Davacı vekili 14.01.2019 tarihli istinaf dilekçesinde özetle;
Davacı ile davalı arasındaki ticari ilişkinin ispat edildiğini,müvekkili tarafından düzenlenen faturaların davalı şirketin Ege Bölgesi sorumlusu olan çalışanı …’a teslim edildiğini,davalı şirketin müvekkili tarafından gönderilen faturaları ticari defterlerine işleyerek alacağı kabul ettiğini, davalı şirketin defterlerini ibrazdan kaçındığını,davalı tarafın ticari defterlerine delil olarak dayanıldığından defter ibrazından kaçınmakla alacağı kabul etmiş sayılacağını,bu nedenlerle mahkeme kararının kaldırılarak alacağın tamamının kabulüne karar verilmesini talep etmiştir.
İSTİNAF SEBEPLERİNİN VE DELİLLERİN DEĞERLENDİRİLMESİ VE GEREKÇE:
Dava, ayıp iddiasına dayalı alacak istemine ilişkindir.
Davacı taraf, davalı şirkete ait gıda ürünlerinin Ege Bölgesinde pazarlanması işi için anlaşma yapıldığını,bunun için depo kiralandığını,ilk etapta davalıdan 12.000 TL ödenerek gıda ürünlerinin satın alındığını,ancak ürünlerin bir kısmının bozuk çıkması üzerine davalı şirkete 6.606,27 TL iade faturası düzenlendiğini,ayrıca 1.200 TL depo kira bedeli olup, anlaşma gereği davalının ödemesi gerektiğini,toplam 7.825,28 TL alacaklı olduklarını, alacaklarının tahsili için icra takibi yaptıklarını davalının itirazı üzerine takibin durduğunu,itirazın iptali ile icra inkar tazminatı istemiştir.
Davalı davanın reddini savunmuş olup kötü niyet tazminatına hükmedilmesini talep etmiştir.
Mahkemece yukarıda belirtilen gerekçelerle davanın kısmen kabulüne karar verilmiştir.

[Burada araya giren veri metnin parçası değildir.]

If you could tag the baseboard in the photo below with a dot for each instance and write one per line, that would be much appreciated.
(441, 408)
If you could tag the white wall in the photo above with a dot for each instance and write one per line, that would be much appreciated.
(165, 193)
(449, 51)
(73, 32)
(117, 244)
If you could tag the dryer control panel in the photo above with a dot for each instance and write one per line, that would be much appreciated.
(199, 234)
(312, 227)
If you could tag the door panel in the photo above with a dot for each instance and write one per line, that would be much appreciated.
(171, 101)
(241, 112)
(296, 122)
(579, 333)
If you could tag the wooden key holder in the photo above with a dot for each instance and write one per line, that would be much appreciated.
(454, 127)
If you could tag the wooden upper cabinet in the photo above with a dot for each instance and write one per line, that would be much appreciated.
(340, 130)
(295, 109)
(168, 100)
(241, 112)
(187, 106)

Kararı taraf vekilleri istinaf etmiş olup isitnaf incelemesi HMK’nun 355.maddesi gereği istinaf sebepleri ile sınırlı olarak ve kamu düzenine ilişkin hususlar resen gözetilerek yapılmıştır.

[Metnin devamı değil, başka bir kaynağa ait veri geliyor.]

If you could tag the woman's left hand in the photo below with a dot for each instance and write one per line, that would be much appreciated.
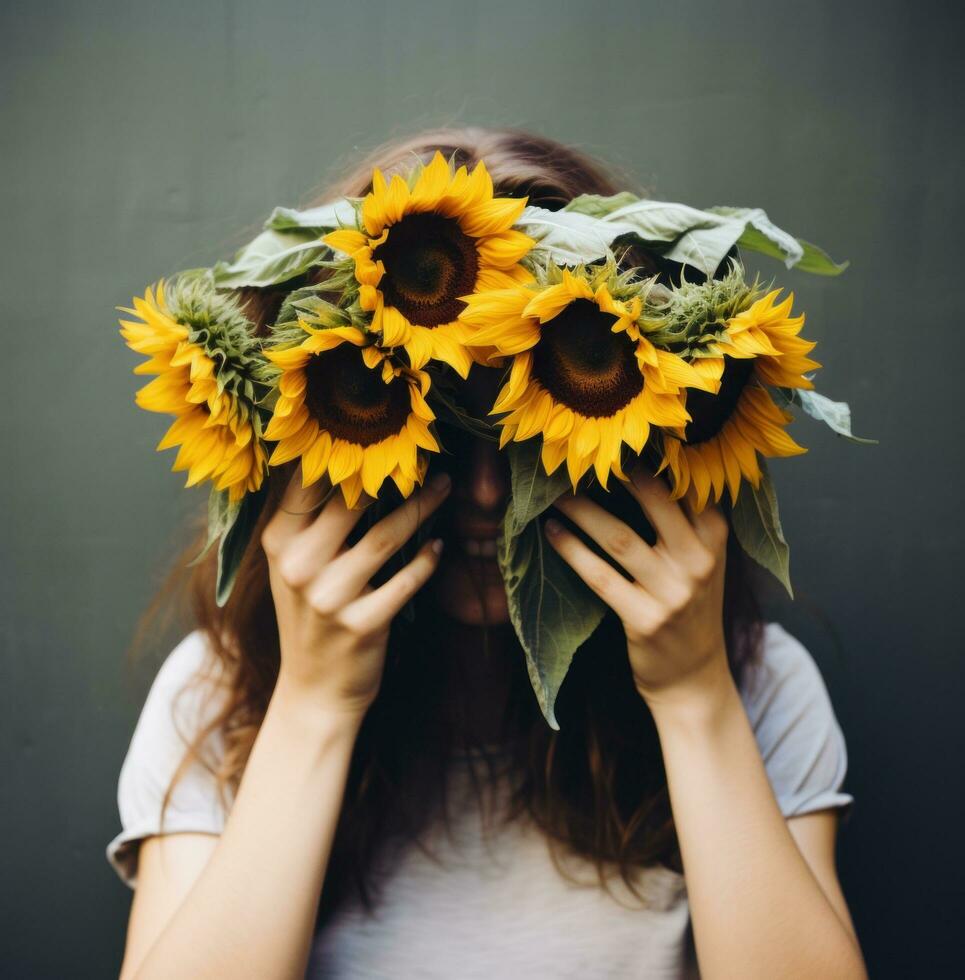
(672, 610)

Dava konusu İzmir 11. İcra Müdürlüğünün 2015/15120 sayılı dosyasında; davacı tarafça, davalı taraf aleyhine 6.606,27 TL fatura bedeli, 100,72 TL işlemiş faiz, 1.200,00 TL fatura bedeli, 17,61 TL işlemiş faiz toplamı, 7.924,64 TL üzerinden ilamsız takip yapıldığı, davalı tarafın süresinde takibe, yetki ve borca itirazda bulunduğu belirlenmiştir.
Davanın itirazın iptali davası olup,İİK’nun 67/1 maddesinde öngörülen yasal bir yıllık süre içerisinde açıldığı görülmüştür.
Mahkemece; davalı tarafın icra dairesinin ve mahkemenin yetkisine ilişkin itirazının İİK 50, HMK 10, TBK 89 maddesi gereğince ve ayrıca yetki itirazında yetkili icra dairesi ve mahkeme gösterilmediğinden reddine karar verilmesinde bir isabetsizlik görülmemiştir.
Mahkemece,takip konusu alacağın varlığı ve miktarına yönelik bilirkişi incelemesine karar verilmiş, davalı tarafın ticari defter ve kayıtlarının incelenmesi için Şanlıurfa Nöbetçi Asliye Hukuk Mahkemesine talimat yazılmış, davalı tarafça ticari defter ve kayıt ibraz edilmediğinden davalı taraf kayıtları incelenememiştir.
Davacı taraf ticari defter ve kayıtları ile dosya kapsamı üzerinde gıda mühendisi ve mali müşavir bilirkişi marifetiyle yaptırılan inceleme sonunda verilen 25/01/2018 tarihli bilirkişi raporunda; davacının 2015 yılı defterlerinin açılış ve kapanış tasdiklerinin yasal mevzuat hükümleri doğrultusunda süresinde yaptırıldığı, taraflar arasında 2015 yılında davalı tarafın sattığı ürünlerin alım satımına ilişkin davacı defterlerinde satıcılar ana hesabı altında cari hesap olarak takip edildiği, davalının davacıya sattığı ürünler için 11.981,00 TL bedelli fatura düzenlendiği, davacının satın aldığı ürünler için davalıya 12.000,00 TL ödeme yaptığı, davacının bozuk olduğu iddiası ile ürünlerin bir kısmı için 6.606,27 TL ‘lik iade faturası ve soğuk hava depo kiralama ücreti olarak 1.200,01 TL bedelli fatura düzenlediği görülmüştür. Bu işlemler sonucu, takip tarihi itibariyle davacının 7.825,28 TL alacaklı olduğu tespit edilmiştir.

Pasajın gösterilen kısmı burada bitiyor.